Monday, June 04, 2007

As some of you know, today Andrew showed me that he is ready for his professional soccer career to start. Heading the ball should be no problem.

After church every week, Andrew and Ashlyn (a little girl about 4 months older than he) chase each other around the nursery while her parents and I discuss highly theological matters, namely, what we're going to have for lunch. Today turned into something al little different, though.

The two of them started chasing each other as normal and, just as we had decided on Pei Wei for lunch, we heard what sounded like a gun-shot from over where the kids were playing. After about a half-second delay, I heard Andrew shriek. Apparently, while chasing Ashlyn, he tripped over the welcome mat but the entrance to the nursery at which point he fell, head first, into the door. The gun-shot sound was his head hitting the door and breaking the solid glass panel. It didn't shatter, but it did spiderweb about one-third of the way up the door. I'm going to try to get some pictures of it tomorrow.

In our church, the nursery is pretty well segregated from the rest of the building. There are two doors leading into it; one from the hallway by the classrooms and one from the outside (the one he broke). After the noise and the child screaming, everyone within hearing distance knew that something was wrong in the nursery. So we had about half the church either in the nursery hallway or just outside the door, trying to see what was going on and trying to console my poor little boy. One heck of a way to gain celebrity.
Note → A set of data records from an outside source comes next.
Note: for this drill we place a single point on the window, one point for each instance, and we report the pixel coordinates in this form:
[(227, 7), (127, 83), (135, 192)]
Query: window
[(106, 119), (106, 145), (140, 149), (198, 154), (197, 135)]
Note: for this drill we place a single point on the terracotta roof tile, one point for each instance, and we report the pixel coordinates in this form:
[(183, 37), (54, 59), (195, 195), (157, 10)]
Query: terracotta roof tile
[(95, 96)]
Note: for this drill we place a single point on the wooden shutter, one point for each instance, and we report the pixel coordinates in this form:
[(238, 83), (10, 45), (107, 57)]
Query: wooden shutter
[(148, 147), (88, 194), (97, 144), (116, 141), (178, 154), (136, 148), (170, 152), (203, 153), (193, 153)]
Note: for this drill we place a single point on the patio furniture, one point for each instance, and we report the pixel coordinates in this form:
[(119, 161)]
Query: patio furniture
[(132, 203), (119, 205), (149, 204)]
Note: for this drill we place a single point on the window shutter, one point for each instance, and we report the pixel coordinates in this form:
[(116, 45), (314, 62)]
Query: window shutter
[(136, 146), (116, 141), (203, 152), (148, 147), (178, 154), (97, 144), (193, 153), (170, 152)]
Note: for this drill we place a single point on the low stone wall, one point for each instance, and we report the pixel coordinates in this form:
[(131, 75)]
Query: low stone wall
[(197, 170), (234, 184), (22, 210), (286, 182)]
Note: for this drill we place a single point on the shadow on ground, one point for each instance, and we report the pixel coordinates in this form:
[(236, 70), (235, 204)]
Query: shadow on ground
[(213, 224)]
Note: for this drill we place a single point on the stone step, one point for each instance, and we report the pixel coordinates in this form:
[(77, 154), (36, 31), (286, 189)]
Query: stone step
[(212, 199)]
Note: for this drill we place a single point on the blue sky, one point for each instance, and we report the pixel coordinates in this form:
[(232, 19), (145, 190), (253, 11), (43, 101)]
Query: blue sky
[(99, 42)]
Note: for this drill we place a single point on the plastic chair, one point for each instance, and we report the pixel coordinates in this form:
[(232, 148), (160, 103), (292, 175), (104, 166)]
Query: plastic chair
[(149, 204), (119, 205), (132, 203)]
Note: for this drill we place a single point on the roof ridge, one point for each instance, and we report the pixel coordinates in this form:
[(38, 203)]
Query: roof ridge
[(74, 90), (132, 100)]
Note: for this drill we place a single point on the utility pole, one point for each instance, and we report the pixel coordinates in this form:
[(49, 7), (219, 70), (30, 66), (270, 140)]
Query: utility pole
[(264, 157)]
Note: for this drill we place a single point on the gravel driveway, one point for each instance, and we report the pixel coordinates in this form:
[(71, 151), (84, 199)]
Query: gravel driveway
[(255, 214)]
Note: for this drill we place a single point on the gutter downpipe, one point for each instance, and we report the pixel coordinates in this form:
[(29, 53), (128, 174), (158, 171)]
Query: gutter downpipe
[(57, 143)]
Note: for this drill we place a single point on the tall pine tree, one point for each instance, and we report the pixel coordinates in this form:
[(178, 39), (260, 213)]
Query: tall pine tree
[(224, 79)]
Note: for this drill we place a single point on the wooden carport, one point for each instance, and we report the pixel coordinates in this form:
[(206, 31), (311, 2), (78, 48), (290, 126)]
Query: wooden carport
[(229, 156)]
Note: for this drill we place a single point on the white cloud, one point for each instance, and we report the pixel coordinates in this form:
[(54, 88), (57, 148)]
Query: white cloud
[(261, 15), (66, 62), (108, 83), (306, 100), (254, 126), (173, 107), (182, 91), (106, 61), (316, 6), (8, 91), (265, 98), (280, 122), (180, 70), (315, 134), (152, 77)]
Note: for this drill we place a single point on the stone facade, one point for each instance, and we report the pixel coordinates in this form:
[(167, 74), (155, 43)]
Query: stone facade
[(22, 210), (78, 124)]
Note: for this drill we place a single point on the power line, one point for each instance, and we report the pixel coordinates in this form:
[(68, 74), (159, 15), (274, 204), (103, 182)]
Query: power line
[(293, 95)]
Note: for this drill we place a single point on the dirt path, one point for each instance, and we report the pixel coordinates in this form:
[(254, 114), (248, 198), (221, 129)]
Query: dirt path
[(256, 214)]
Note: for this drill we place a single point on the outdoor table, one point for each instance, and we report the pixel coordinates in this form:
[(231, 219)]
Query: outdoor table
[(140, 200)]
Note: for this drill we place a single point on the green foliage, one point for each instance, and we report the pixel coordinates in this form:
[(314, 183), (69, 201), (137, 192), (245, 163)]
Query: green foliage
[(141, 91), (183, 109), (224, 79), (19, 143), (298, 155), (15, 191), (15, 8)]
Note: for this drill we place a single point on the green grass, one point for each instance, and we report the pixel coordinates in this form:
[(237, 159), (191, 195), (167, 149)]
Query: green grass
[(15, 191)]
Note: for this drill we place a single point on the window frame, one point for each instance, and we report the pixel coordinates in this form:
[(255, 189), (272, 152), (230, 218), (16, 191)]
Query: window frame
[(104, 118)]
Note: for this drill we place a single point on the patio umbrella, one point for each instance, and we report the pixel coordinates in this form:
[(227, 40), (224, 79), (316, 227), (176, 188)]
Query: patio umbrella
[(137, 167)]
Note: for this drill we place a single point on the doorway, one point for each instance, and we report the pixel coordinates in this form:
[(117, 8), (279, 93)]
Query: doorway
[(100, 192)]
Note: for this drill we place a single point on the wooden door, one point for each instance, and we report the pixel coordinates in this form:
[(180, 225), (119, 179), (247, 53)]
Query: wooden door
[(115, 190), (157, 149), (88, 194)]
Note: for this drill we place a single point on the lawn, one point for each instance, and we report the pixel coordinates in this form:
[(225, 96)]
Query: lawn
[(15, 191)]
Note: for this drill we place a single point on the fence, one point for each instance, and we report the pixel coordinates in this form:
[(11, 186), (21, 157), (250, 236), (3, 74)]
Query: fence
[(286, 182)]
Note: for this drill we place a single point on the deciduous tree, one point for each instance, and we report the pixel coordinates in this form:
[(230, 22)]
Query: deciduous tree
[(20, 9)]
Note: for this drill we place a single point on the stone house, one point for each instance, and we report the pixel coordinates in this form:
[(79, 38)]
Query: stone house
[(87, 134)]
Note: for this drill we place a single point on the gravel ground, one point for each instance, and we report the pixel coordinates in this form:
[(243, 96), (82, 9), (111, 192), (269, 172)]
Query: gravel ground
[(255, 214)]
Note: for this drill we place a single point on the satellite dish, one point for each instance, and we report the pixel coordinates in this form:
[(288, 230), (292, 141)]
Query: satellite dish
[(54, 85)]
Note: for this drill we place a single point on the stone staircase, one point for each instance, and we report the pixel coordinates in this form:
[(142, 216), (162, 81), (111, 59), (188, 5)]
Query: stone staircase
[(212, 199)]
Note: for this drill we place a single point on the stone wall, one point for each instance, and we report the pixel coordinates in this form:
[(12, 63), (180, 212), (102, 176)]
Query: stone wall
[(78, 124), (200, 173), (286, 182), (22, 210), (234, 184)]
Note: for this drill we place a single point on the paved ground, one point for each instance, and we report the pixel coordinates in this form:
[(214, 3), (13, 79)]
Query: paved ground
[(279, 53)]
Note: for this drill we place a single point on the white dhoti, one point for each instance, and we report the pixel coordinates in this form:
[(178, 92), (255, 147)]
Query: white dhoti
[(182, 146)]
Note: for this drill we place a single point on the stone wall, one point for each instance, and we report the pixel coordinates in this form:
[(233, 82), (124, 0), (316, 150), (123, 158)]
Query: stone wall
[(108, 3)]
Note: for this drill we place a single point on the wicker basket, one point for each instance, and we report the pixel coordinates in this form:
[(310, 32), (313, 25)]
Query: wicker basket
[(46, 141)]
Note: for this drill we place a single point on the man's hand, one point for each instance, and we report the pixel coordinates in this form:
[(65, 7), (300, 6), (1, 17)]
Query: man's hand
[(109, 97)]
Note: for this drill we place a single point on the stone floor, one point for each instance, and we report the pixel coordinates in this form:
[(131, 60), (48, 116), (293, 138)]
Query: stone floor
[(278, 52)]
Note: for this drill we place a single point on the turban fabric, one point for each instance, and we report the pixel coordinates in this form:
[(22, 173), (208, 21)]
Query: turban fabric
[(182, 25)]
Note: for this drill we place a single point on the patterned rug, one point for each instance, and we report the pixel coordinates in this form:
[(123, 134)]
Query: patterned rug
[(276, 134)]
We checked him out; he seemed OK. We soothed him down some. He cried for a few minutes, but quieted down surprisingly quickly. Within about ten minutes or so he wanted to chase Ashlyn again. We swiftly nixed that idea.
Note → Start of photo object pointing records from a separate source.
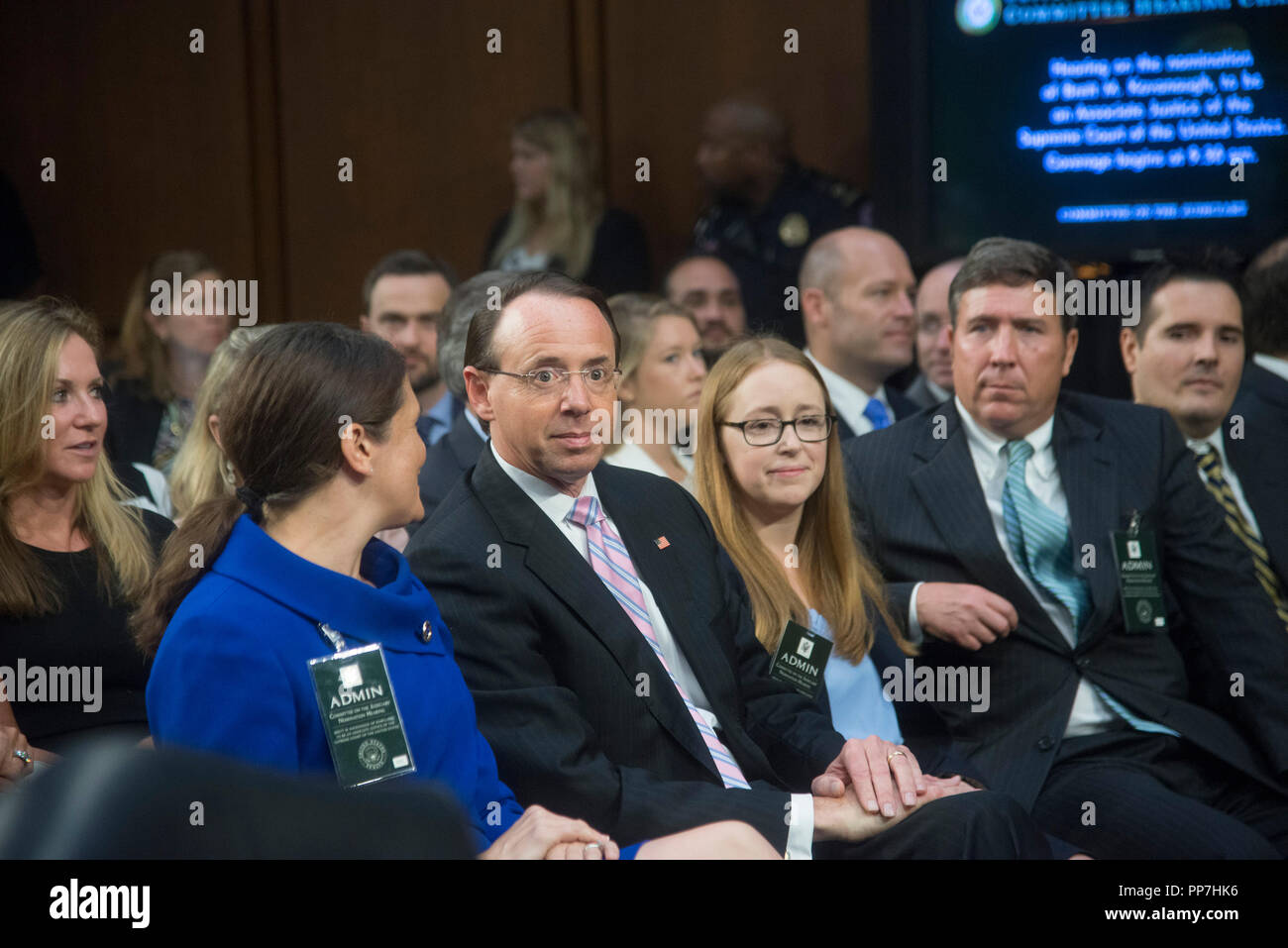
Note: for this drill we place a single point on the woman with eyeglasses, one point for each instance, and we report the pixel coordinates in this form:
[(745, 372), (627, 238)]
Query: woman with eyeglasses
[(769, 474)]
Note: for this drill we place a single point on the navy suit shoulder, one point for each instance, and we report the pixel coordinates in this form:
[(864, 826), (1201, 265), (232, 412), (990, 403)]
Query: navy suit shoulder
[(918, 504), (583, 716)]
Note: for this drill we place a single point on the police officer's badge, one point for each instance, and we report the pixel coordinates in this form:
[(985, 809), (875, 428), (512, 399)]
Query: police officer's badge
[(794, 230)]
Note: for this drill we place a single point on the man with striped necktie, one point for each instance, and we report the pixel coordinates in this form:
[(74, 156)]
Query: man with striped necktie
[(614, 670), (1186, 356), (996, 524)]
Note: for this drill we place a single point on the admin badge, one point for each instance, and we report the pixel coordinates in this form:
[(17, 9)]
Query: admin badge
[(351, 677)]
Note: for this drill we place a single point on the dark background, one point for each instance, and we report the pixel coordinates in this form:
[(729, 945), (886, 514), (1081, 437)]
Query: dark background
[(236, 150)]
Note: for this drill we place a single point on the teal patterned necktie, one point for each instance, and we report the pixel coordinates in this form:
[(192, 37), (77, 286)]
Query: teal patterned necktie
[(1039, 539)]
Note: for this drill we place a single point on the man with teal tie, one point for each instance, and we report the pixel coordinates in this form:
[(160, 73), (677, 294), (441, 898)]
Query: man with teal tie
[(1186, 356), (855, 295), (1064, 544)]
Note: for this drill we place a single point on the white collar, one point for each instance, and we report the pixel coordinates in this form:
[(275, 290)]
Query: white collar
[(553, 502), (1216, 441), (841, 389), (992, 445)]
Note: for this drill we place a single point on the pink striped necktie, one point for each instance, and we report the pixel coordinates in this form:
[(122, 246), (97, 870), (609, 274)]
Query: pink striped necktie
[(612, 565)]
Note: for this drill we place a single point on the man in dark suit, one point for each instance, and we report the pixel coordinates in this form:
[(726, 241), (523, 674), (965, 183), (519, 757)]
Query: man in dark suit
[(992, 520), (855, 294), (1261, 403), (458, 451), (1185, 356), (613, 672)]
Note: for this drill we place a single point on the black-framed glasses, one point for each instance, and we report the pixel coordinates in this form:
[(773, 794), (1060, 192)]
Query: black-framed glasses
[(549, 380), (764, 432)]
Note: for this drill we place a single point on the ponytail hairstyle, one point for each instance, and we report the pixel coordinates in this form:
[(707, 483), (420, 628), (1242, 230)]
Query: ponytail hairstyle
[(299, 386), (31, 340)]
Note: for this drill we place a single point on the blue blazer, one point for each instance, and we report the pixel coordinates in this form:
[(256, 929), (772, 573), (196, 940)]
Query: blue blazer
[(231, 675)]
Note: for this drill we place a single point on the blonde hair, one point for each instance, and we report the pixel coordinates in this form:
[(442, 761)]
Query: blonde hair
[(143, 355), (845, 584), (31, 340), (636, 314), (200, 471), (574, 204)]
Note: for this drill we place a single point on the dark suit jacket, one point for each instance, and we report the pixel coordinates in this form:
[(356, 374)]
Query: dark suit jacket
[(900, 404), (133, 421), (446, 460), (919, 502), (1260, 459), (580, 712), (919, 394)]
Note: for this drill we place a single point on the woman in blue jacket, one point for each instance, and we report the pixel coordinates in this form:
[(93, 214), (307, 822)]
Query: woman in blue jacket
[(254, 588)]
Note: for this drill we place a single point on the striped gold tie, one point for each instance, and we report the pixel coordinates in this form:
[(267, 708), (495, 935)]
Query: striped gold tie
[(1210, 463)]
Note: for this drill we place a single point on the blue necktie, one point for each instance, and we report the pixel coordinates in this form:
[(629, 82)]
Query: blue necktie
[(876, 414), (1041, 541)]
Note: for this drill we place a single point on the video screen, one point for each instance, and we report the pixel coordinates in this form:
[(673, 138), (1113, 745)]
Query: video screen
[(1106, 128)]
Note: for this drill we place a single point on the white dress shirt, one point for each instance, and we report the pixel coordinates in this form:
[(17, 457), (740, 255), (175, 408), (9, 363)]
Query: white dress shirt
[(557, 505), (940, 394), (1271, 364), (1090, 712), (632, 456), (849, 399), (1216, 441)]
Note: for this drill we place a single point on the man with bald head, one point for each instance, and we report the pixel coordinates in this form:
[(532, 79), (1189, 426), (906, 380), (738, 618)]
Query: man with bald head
[(765, 207), (614, 670), (934, 350), (857, 291), (708, 288)]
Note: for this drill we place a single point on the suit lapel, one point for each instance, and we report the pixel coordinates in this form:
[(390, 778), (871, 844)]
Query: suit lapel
[(554, 561), (666, 579), (948, 487), (464, 442), (1090, 476)]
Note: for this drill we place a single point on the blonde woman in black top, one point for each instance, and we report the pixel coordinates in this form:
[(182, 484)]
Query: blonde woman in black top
[(73, 558)]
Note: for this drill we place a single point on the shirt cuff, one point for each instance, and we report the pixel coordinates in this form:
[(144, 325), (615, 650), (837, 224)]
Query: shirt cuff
[(914, 635), (800, 827)]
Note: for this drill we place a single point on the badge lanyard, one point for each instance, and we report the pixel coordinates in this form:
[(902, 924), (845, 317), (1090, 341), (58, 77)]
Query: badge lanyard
[(360, 712)]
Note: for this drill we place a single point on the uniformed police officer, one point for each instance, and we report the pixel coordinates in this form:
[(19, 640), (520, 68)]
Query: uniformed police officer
[(765, 209)]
Later, after lunch, he was recounting the incident to me as I was putting him in the car and he said, "I bonked my head at church. I cried and screamed." I quickly assured him that whenever he hits his head that hard, he is more than welcome to cry and scream as much as he wants. It seems that he will emerge from this relatively unscathed, save the knot on his forehead in this picture (just ignore the chocolate-milk-mouth). We're just concerned that the day care will start to question us. We seem to sent him to school with bumps and bruises on his head quite a bit. He is all boy, remember.